Rififi (aka Du Rififi Chez les Hommes) is a classic French heist film. While many French gangster movies paid hommage to the American genre, this is one that actually had an American director. Jules Dassin found himself blacklisted in Hollywood and emigrated to France. After a period where various projects came to naught due to American pressure, he was offered a job directing an adaptation of Auguste le Breton’s novel, Du Rififi Chez les Hommes. Dassin hated the book, but rather than starve, he took the job.

The tale is about Tony (Jean Servais), a hood just released from jail, and his young pal Jo, a regular family man and minor gangster. Tony’s only real concern is Mado (Marie Sabouret), his old girlfriend, who is now hooked up with Grutter (Marcel Lupovici) a slimy gang boss and dope dealer.
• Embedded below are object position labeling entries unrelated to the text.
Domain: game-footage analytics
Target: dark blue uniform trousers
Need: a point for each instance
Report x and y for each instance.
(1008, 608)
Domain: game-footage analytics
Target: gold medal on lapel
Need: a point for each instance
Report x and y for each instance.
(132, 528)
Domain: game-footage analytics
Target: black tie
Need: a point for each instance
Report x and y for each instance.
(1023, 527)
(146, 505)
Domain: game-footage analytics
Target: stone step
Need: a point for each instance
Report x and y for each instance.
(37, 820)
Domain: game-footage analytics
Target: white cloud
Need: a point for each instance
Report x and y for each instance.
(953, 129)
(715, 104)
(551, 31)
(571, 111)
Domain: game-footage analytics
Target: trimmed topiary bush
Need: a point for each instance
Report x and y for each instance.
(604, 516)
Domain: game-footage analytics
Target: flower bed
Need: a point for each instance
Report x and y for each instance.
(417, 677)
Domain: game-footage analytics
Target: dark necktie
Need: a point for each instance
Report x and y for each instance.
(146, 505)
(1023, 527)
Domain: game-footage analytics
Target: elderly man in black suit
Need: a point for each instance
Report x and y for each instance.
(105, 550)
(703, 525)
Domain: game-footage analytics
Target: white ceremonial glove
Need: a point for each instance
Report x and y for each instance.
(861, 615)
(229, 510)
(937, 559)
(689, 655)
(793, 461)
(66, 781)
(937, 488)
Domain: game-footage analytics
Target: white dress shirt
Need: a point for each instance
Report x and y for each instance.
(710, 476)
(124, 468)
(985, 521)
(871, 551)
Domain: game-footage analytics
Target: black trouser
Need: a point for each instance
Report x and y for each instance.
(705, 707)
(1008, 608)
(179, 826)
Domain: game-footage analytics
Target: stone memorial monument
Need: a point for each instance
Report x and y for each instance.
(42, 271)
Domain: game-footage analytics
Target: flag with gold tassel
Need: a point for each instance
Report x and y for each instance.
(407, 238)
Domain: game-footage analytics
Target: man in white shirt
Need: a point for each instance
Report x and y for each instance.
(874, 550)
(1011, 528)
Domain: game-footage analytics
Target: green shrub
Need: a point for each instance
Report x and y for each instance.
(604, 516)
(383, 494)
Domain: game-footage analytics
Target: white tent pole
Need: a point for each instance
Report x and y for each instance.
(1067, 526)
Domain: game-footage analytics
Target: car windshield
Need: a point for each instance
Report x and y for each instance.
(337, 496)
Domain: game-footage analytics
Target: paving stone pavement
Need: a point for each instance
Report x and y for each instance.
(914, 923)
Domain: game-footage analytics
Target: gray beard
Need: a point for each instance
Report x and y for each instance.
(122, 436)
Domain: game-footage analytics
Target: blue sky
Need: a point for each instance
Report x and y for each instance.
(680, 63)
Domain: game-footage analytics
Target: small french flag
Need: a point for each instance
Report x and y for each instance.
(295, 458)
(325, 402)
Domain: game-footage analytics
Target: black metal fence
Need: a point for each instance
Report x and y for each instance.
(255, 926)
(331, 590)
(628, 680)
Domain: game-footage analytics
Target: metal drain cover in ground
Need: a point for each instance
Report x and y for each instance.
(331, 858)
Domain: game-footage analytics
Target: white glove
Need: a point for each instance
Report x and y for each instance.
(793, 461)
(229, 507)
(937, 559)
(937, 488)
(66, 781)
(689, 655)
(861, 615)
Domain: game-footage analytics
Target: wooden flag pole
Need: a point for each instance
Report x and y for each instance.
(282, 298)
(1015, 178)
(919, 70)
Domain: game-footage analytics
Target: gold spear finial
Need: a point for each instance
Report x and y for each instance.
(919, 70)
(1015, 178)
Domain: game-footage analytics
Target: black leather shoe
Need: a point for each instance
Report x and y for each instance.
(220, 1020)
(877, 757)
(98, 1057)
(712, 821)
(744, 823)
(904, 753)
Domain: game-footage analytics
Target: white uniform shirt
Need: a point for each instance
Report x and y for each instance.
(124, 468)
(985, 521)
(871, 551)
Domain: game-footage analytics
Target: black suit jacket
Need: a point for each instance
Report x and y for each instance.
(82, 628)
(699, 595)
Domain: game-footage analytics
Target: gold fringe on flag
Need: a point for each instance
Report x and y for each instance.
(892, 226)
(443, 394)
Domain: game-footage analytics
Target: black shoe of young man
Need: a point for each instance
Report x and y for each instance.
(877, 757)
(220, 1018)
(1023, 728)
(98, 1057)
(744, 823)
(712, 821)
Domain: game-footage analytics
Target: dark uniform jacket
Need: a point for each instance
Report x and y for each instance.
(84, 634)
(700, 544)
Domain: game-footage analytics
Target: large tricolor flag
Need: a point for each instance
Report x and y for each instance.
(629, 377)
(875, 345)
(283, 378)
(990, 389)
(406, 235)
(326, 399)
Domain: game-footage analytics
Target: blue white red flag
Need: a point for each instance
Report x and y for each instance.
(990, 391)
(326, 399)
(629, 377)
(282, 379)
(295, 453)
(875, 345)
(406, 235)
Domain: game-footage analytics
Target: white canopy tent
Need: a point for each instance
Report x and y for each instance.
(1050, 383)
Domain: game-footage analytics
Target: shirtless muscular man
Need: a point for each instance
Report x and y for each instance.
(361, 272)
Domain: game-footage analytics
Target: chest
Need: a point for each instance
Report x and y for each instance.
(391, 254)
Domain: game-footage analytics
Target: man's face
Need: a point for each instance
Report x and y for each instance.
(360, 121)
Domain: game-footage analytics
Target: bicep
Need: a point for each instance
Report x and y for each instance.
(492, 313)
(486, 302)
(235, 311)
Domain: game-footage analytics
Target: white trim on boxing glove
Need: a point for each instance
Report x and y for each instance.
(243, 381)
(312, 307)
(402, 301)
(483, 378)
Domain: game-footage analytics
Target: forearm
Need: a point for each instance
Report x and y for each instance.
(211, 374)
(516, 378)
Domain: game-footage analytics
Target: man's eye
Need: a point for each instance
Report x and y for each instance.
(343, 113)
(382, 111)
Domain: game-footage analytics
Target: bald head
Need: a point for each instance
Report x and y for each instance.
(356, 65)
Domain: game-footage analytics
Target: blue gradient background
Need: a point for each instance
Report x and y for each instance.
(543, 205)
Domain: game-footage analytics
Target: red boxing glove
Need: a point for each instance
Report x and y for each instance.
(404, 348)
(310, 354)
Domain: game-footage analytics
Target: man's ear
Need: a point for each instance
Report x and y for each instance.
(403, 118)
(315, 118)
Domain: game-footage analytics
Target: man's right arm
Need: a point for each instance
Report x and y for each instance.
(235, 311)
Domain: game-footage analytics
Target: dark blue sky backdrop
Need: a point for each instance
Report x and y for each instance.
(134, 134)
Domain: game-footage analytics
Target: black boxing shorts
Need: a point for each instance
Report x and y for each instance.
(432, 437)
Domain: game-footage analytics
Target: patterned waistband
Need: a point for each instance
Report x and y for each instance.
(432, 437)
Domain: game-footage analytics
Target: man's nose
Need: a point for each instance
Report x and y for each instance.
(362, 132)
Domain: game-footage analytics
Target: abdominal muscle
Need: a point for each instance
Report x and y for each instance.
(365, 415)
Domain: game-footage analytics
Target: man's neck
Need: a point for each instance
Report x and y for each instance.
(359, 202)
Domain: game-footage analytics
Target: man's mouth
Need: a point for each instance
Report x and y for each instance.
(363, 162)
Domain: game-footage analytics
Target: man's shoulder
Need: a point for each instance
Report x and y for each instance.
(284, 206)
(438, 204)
After he closes any hope of reconciliation with some brutal humiliation, Tony is ready to get back to theiving. He has a plan to knock over Paris’ biggest jewelry store, if only they can get past the alarm.

The break-in is meticulously detailed in a half-hour set piece with no dialog and few sounds. Cesar, the safe-cracker (played by Dassin himself under the name Perlo Vita) wears ballet slippers so as not to make the slightest noise of a footfall. An accidental note from a piano is like a pistol shot as the thieves carry out their arduous and lucrative task.

The heist is only the beginning. Revenge and greed prove the gang’s undoing in the last third of the film. Tony’s old-fashioned code of honor is small comfort when he is confronted by Grutter’s ruthlessness.

Rififi is good, old-fashioned film noir that does the things film noir should. It delights the eye and makes the heart hunger for nobility in a corrupt and decadent world.